To the women who struggle with making these decisions
I want the boy institutionalized, Judge’s father told his mother. Try it, his mother said, and I will leave you.
His father, a U.S. senator, decided on a different approach: the Marine Corps.
When Judge left for boot camp, they didn’t hug, didn’t shake hands. There was no imparting of keen insights or wisdom, no fatherly advice. His father made one simple, finally-rid-of-your-fucking-afflicted-existence comment that came directly from his black heart: They’ll either kill you or cure you.
His father would have been satisfied either way.
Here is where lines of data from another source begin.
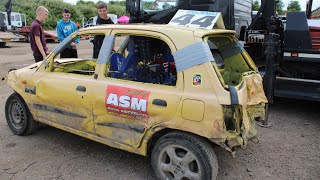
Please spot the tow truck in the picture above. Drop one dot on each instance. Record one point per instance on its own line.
(288, 58)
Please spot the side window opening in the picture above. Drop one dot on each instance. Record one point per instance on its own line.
(17, 17)
(142, 59)
(83, 62)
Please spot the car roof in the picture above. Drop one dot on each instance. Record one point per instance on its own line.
(161, 28)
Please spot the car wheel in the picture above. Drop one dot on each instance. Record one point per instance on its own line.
(179, 155)
(18, 115)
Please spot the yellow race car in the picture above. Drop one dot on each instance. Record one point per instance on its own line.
(163, 91)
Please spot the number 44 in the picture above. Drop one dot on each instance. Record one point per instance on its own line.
(186, 19)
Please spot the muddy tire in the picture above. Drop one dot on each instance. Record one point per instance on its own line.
(18, 116)
(179, 155)
(2, 44)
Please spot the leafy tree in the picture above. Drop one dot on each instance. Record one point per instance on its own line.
(82, 9)
(255, 5)
(294, 6)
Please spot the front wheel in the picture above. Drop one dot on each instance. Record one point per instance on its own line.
(184, 156)
(18, 116)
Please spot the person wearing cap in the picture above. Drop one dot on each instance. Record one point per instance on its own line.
(65, 27)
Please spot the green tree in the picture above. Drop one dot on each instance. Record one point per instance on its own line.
(294, 6)
(279, 7)
(82, 9)
(255, 5)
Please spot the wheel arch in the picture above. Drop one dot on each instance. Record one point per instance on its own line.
(154, 134)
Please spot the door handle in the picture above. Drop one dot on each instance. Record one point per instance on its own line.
(159, 102)
(81, 88)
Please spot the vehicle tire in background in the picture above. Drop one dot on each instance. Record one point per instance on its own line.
(179, 155)
(18, 116)
(2, 44)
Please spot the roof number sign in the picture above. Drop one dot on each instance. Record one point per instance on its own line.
(200, 19)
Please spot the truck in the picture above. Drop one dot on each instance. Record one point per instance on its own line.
(288, 58)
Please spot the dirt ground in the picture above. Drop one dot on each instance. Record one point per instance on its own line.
(290, 149)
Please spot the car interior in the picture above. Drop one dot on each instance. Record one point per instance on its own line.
(143, 59)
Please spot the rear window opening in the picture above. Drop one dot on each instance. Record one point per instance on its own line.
(228, 59)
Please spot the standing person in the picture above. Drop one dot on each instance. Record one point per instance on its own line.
(65, 27)
(37, 38)
(103, 18)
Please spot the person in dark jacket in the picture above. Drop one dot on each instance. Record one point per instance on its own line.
(103, 18)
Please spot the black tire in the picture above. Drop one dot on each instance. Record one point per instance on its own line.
(18, 116)
(2, 44)
(179, 155)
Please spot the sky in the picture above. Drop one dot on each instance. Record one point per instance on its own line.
(316, 3)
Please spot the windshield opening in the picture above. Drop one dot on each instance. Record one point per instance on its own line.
(158, 4)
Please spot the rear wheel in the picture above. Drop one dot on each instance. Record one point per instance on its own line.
(184, 156)
(18, 116)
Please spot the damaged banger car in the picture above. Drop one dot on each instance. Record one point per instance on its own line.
(166, 92)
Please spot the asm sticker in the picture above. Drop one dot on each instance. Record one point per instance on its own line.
(127, 102)
(197, 80)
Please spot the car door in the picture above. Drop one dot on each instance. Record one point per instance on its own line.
(62, 99)
(124, 109)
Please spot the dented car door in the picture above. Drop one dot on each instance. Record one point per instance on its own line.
(124, 110)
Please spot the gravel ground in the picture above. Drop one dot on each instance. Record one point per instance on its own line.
(287, 150)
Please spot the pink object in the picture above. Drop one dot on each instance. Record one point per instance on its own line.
(123, 19)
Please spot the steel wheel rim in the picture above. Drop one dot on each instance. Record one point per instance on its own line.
(17, 115)
(177, 162)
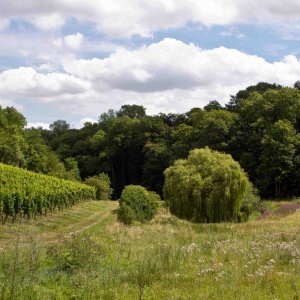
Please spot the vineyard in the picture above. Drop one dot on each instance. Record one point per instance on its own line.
(27, 194)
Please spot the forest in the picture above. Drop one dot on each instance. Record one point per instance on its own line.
(259, 127)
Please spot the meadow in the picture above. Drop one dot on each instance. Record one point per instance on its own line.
(85, 253)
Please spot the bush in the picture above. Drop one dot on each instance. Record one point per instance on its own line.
(208, 186)
(125, 214)
(136, 203)
(102, 185)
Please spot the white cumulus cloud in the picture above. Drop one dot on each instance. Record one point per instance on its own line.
(121, 18)
(166, 76)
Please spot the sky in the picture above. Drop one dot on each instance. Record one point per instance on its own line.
(73, 60)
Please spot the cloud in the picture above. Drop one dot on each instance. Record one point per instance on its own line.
(74, 40)
(166, 76)
(120, 18)
(27, 82)
(172, 64)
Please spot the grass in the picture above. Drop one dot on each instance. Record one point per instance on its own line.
(84, 253)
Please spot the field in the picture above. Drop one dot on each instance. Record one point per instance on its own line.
(84, 253)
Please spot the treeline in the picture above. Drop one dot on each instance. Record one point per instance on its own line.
(259, 127)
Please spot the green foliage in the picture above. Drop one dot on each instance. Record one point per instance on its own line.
(77, 252)
(102, 185)
(206, 187)
(140, 204)
(13, 146)
(24, 193)
(72, 170)
(125, 214)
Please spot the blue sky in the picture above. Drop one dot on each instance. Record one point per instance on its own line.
(70, 60)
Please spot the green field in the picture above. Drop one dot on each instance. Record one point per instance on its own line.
(84, 253)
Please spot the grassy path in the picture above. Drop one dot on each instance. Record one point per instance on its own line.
(62, 224)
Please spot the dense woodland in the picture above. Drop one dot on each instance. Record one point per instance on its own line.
(259, 127)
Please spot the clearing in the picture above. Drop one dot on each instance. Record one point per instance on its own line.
(84, 253)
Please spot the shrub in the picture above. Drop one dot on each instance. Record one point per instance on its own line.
(208, 186)
(136, 203)
(125, 214)
(102, 185)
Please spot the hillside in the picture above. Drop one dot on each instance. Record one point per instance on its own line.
(86, 254)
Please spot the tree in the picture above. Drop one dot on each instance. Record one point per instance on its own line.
(102, 184)
(297, 85)
(13, 146)
(59, 126)
(208, 186)
(278, 155)
(138, 203)
(132, 111)
(213, 105)
(213, 128)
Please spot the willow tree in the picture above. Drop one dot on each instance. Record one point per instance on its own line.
(208, 186)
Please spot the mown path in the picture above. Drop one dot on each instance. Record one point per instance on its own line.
(63, 224)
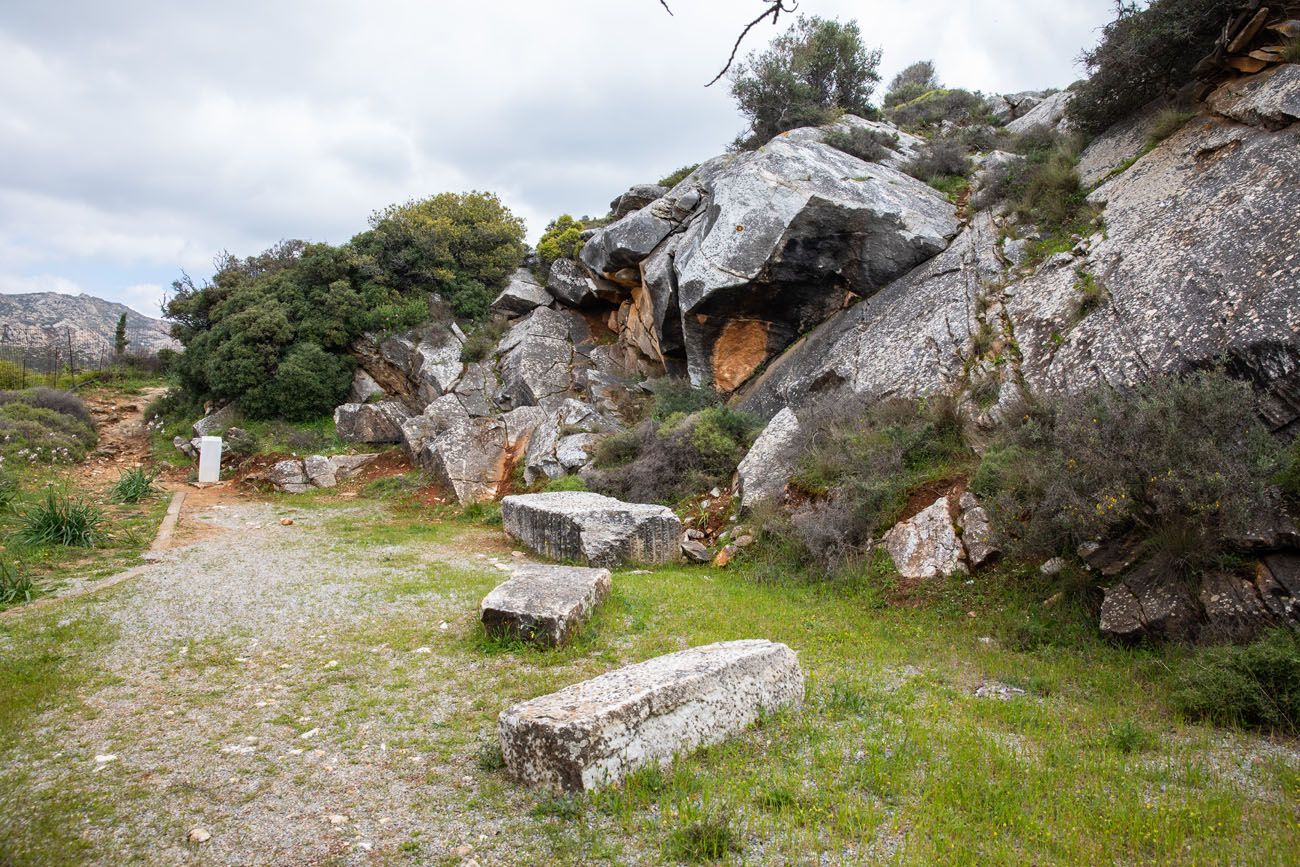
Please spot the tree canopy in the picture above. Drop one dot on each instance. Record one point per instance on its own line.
(810, 74)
Judge’s affliction had embarrassed them on the grandest of stages: Nixon’s second inauguration, when Judge was fourteen. When he turned nineteen, his senator father wrote the letter. The president said yes, he’d make his enlistment happen. A senator had this access, the Commander-In-Chief this power.
That was thirty-eight years ago.
Kill you or cure you.
… Judge waited for his bounty, a bail-jumping pedophile, outside a Shreveport, Louisiana Starbucks, a long way from home. Judge sat in the van, smooth-talking his K9 deputies, waiting for the guy to exit, wanting, praying the guy would run…
Judge had proved his father wrong. The Marines proved his father wrong. Win-win.
His father died knowing this. His father died horribly. Win-win.
Judge had Tourette’s. There was no cure, but they had an arrangement, this affliction and him. Win.
His full name, Judge Terrence Drury. USMC rank at retirement, Gunnery Sergeant. His current profession, bounty hunter.